Annual starting salaries for college graduates with degrees in business administration are generally expected to be between $30,000 and $45,000. Assume that a 95% confidence interval estimate of the population mean annual starting salary is desired. What is the planning value for the population standard deviation (to the nearest whole number)?
How large a sample should be taken if the desired margin of error is as shown below (to the nearest whole number)?
a. $500?
b. $200?
c. $100?
To determine the planning value for the population standard deviation, we can use the range provided, which is $30,000 to $45,000.
1. Calculate the range:
Range = Maximum Value - Minimum Value
Range = $45,000 - $30,000
Range = $15,000
2. Divide the range by 4 to estimate the population standard deviation:
Population Standard Deviation ≈ Range / 4
Population Standard Deviation ≈ $15,000 / 4
Population Standard Deviation ≈ $3,750
Therefore, the planning value for the population standard deviation, to the nearest whole number, is $3,750.
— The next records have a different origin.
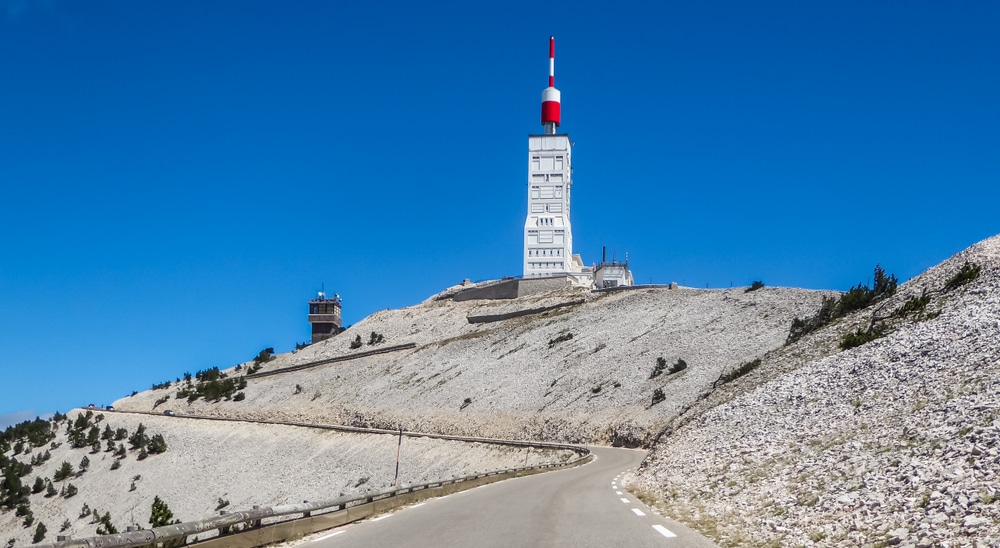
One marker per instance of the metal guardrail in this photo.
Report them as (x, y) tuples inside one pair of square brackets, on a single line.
[(253, 518)]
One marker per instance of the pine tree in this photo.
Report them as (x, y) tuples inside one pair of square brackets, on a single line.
[(157, 444), (39, 533), (65, 471), (160, 515)]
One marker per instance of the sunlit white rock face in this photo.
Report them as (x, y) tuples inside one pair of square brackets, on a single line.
[(897, 440)]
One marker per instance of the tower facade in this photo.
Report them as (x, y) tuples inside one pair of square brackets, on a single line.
[(324, 315), (548, 235)]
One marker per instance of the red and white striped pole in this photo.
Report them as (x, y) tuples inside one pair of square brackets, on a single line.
[(551, 95)]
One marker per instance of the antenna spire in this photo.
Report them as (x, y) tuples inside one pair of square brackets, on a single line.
[(551, 95)]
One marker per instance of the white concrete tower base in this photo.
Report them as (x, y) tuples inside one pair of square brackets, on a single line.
[(548, 236)]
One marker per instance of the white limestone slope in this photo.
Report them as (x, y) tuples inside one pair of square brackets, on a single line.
[(893, 442), (521, 384), (243, 463)]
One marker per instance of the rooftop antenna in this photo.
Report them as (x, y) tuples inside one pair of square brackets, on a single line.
[(551, 95)]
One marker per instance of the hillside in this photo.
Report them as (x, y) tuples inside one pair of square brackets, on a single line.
[(577, 373), (892, 442), (243, 464)]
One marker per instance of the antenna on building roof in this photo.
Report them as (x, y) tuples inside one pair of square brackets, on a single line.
[(550, 95)]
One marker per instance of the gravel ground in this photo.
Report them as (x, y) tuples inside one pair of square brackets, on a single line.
[(895, 442), (521, 382), (245, 464)]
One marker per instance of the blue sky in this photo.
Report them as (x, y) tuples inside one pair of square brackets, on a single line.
[(177, 179)]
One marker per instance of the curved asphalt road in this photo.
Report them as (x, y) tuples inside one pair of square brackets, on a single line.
[(578, 507)]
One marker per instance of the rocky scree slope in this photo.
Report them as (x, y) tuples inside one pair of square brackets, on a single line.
[(578, 373), (243, 464), (894, 442)]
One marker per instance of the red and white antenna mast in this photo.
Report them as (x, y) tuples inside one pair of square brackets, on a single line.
[(550, 95)]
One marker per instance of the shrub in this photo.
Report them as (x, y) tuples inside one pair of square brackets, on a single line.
[(106, 528), (966, 274), (757, 284), (160, 514), (561, 338), (743, 369), (661, 364), (157, 444), (139, 439), (856, 298), (65, 470), (39, 533)]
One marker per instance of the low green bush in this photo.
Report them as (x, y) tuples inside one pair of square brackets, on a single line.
[(743, 369), (561, 338)]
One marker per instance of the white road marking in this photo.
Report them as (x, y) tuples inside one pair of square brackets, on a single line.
[(664, 531)]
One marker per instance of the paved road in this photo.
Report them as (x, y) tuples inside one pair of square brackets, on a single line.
[(578, 507)]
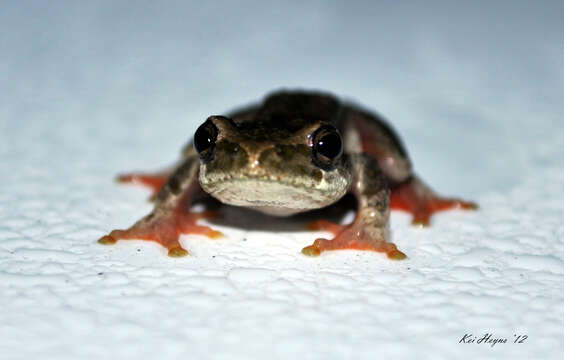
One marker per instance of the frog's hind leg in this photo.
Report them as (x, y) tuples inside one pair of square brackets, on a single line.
[(418, 199), (155, 181)]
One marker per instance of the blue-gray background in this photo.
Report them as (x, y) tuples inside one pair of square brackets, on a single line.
[(456, 79)]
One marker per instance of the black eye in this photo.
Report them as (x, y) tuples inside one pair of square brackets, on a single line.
[(327, 146), (204, 140)]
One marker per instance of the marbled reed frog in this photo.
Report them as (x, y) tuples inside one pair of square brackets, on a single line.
[(294, 152)]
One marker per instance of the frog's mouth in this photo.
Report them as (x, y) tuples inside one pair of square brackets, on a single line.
[(270, 197)]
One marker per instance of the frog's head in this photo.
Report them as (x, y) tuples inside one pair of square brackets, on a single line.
[(279, 171)]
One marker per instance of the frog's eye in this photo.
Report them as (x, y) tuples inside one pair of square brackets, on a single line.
[(326, 146), (204, 140)]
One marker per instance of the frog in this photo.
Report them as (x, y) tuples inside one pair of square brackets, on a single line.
[(293, 152)]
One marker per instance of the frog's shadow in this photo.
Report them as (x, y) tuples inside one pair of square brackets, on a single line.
[(248, 219)]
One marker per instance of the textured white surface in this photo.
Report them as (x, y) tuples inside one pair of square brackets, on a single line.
[(88, 91)]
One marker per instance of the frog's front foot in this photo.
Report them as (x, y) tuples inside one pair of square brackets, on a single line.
[(418, 199), (356, 236), (164, 229)]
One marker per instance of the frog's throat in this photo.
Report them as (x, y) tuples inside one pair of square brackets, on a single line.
[(274, 197)]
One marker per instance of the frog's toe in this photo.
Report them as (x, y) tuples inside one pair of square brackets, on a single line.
[(311, 250), (107, 240), (178, 251)]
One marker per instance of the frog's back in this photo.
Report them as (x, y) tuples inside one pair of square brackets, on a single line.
[(286, 112), (290, 110)]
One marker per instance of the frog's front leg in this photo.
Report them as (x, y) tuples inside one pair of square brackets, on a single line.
[(171, 216), (369, 231), (155, 180), (417, 198)]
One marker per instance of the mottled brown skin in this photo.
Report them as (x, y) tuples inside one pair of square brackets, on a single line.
[(263, 158)]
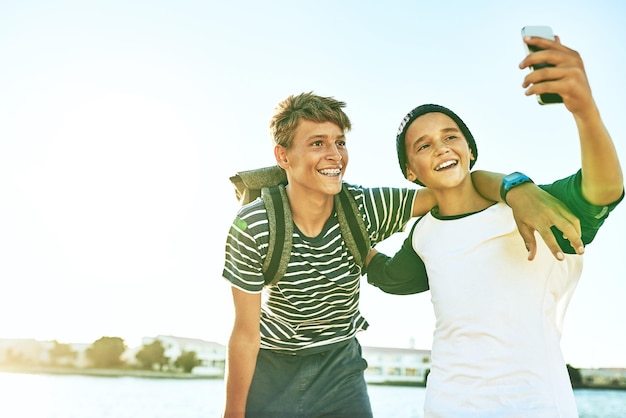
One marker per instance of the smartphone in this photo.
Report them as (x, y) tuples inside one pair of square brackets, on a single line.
[(542, 32)]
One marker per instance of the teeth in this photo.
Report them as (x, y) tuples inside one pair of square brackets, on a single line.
[(445, 165), (331, 172)]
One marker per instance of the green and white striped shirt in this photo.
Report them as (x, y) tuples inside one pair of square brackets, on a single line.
[(316, 303)]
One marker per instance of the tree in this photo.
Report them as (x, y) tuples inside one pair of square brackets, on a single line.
[(107, 352), (575, 376), (187, 361), (151, 354), (61, 353)]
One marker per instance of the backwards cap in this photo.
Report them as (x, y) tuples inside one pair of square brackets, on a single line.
[(422, 110)]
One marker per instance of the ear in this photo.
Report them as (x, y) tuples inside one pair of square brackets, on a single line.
[(409, 174), (280, 153)]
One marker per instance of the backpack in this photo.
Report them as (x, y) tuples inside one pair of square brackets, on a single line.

To determine the sample size needed with the desired margin of error, we can use the formula:
Sample Size = (Z * σ / E)^2
Where:
Z is the Z-score corresponding to the desired confidence level (in this case, for a 95% confidence level, the Z-score is approximately 1.96).
σ is the estimated population standard deviation.
E is the desired margin of error.
a. For a desired margin of error of $500:
Sample Size = (1.96 * 3750 / 500)^2
Sample Size ≈ (1.96 * 7.5)^2
Sample Size ≈ 14.7^2
Sample Size ≈ 216
Therefore, a sample size of approximately 216 should be taken if the desired margin of error is $500.
b. For a desired margin of error of $200:
Sample Size = (1.96 * 3750 / 200)^2
Sample Size ≈ (1.96 * 18.75)^2
Sample Size ≈ 36.6^2
Sample Size ≈ 1340
Therefore, a sample size of approximately 1340 should be taken if the desired margin of error is $200.
c. For a desired margin of error of $100:
Sample Size = (1.96 * 3750 / 100)^2
Sample Size ≈ (1.96 * 37.5)^2
Sample Size ≈ 73.5^2
Sample Size ≈ 5392
Therefore, a sample size of approximately 5392 should be taken if the desired margin of error is $100.